Rano o świcie zadzwonił telefon. Jakie tam jest światło - nie było światła, całe miasto spało w ostatnim śnie przedświtu. Wstając, Rudolf spojrzał na dom naprzeciwko - ani jedno okno nie było jeszcze oświetlone, a tylko wejścia, jak harmonijki, lśniące metalem, świeciły w czterech regularnych rzędach. Telefon dzwonił bez przerwy. Podchodząc do niego, Rudolf spojrzał na zegarek: wpół do piątej.

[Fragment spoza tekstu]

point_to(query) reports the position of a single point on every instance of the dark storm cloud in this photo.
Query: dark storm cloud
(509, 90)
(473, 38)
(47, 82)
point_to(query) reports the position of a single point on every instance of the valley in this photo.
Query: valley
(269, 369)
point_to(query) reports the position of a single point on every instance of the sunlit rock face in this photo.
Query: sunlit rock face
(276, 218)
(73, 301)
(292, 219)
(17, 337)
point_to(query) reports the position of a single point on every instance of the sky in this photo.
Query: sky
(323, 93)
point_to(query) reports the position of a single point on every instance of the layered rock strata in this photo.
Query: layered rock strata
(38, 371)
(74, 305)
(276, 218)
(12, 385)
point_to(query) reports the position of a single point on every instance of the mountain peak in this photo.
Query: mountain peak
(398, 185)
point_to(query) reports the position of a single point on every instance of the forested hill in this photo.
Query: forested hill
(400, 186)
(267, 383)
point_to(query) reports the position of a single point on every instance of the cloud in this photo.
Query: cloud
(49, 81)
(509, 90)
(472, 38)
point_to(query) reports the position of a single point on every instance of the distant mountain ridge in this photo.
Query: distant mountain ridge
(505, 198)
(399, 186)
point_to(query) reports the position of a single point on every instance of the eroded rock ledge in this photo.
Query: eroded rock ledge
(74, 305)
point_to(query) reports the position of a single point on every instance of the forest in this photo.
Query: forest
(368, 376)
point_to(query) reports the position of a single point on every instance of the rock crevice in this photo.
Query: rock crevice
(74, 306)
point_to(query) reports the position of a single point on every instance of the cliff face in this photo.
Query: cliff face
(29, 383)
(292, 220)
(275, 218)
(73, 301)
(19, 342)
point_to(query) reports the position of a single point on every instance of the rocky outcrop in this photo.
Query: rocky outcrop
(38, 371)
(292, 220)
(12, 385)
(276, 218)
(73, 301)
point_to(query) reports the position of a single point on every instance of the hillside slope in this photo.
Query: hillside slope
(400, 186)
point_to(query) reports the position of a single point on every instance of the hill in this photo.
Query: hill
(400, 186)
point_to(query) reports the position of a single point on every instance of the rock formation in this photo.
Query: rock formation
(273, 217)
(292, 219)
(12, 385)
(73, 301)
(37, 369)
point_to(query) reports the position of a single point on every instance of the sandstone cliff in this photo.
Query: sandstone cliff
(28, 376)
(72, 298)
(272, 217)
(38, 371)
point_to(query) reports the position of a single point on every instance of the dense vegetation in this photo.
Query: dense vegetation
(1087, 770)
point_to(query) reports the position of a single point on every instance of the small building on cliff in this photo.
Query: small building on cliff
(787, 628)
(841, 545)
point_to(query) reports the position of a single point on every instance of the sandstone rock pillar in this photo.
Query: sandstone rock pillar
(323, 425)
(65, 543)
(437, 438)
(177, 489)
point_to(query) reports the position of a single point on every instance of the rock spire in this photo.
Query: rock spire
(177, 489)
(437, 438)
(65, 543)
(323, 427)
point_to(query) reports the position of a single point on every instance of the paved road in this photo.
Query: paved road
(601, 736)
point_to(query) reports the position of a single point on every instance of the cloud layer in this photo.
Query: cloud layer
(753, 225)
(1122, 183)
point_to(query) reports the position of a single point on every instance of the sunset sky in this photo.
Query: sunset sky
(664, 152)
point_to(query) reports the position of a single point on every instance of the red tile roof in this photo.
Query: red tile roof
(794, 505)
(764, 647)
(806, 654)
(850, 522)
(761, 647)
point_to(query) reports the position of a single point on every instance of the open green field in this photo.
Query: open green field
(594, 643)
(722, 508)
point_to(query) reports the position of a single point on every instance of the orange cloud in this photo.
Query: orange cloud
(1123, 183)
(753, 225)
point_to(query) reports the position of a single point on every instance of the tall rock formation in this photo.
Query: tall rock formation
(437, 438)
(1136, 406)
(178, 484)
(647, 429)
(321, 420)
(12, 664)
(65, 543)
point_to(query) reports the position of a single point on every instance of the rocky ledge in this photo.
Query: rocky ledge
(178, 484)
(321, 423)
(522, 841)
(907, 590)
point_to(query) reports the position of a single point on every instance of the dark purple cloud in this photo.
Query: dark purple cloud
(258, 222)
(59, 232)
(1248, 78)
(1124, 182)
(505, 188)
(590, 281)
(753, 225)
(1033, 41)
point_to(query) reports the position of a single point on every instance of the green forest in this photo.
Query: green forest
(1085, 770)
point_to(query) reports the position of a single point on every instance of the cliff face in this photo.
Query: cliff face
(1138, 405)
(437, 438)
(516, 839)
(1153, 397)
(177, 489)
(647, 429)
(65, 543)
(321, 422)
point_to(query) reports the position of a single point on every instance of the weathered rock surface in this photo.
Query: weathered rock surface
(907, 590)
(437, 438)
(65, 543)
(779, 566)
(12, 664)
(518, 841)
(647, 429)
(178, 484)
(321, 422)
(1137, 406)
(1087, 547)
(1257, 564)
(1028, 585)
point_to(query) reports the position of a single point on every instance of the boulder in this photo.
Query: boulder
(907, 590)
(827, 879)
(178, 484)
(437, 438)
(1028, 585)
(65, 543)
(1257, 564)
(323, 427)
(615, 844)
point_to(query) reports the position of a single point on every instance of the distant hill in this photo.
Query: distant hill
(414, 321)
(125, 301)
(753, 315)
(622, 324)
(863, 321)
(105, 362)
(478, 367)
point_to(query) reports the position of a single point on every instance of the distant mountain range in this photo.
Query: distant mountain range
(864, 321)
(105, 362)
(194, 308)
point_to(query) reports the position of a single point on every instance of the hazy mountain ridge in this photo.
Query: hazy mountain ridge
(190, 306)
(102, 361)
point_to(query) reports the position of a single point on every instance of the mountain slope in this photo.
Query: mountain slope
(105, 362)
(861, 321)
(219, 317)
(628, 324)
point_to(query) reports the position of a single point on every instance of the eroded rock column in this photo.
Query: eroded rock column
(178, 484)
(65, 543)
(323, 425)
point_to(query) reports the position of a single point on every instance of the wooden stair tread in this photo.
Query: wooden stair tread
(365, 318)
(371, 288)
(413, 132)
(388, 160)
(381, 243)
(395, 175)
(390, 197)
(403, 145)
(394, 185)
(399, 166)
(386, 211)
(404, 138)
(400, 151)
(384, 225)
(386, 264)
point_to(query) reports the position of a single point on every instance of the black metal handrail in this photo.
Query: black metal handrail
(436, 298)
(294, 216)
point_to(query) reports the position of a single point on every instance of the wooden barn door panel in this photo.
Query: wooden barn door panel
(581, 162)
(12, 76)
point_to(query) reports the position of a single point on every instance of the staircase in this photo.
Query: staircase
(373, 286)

Słuchaj – powiedział ze złością do telefonu.

Rudiku, Rudiku...

On się zdenerował:

Yo, diabeł wie, co to jest...

Rudik – przerwali mu – słuchaj, nie złość się, nadal nie wiesz, co się stało.

Co się stało? - ochładzając się, zapytał.

Rudik, nie jesteś już Rudikiem, jesteś Rudolfio – uroczyście mu oznajmili – Rudol-fio! To wspaniale, prawda? Właśnie na to wpadłem. Rudolph i Io - razem okazuje się, że Rudolph, jak Włosi. Cóż, powtórz.

Prawidłowy. Teraz ty i ja mamy jedno imię - jesteśmy nierozłączni. Jak Romeo i Julia. Ty jesteś Rudolf, a ja jestem Rudolf.

– Słuchaj – powiedział, odzyskując rozsądek. – Czy mógłbyś podać mi inny termin, w bardziej odpowiednim momencie?

No jak możesz nie rozumieć, że nie mogłam się doczekać. Tutaj. A potem nadszedł czas, abyś wstał. Rudolfie, pamiętaj: o wpół do siódmej będę na ciebie czekać na przystanku tramwajowym.

Nie pojadę dziś tramwajem.

Mam dzień wolnego.

I co to jest?

Dzień wolny to wyjątkowy dzień wolny, nie idę do pracy.

Ach, powiedziała. A co ze mną?

Nie wiem. Idź do szkoły i tyle.

Czy Twoja żona też ma dzień wolny?

Cóż, to nic. Tylko nie zapomnij: teraz nazywamy się Rudolfio.

Jestem szczęśliwy.

Odłożył fajkę i przeklinając, poszedł zagotować herbatę. I tak nie mógł teraz spać. Poza tym w domu naprzeciwko paliły się już trzy okna.

W południe rozległo się pukanie do drzwi. Właśnie mył podłogi i otwierając ją, trzymał w rękach mokrą szmatę, której z jakiegoś powodu nie pomyślał, żeby zostawić ją gdzieś po drodze.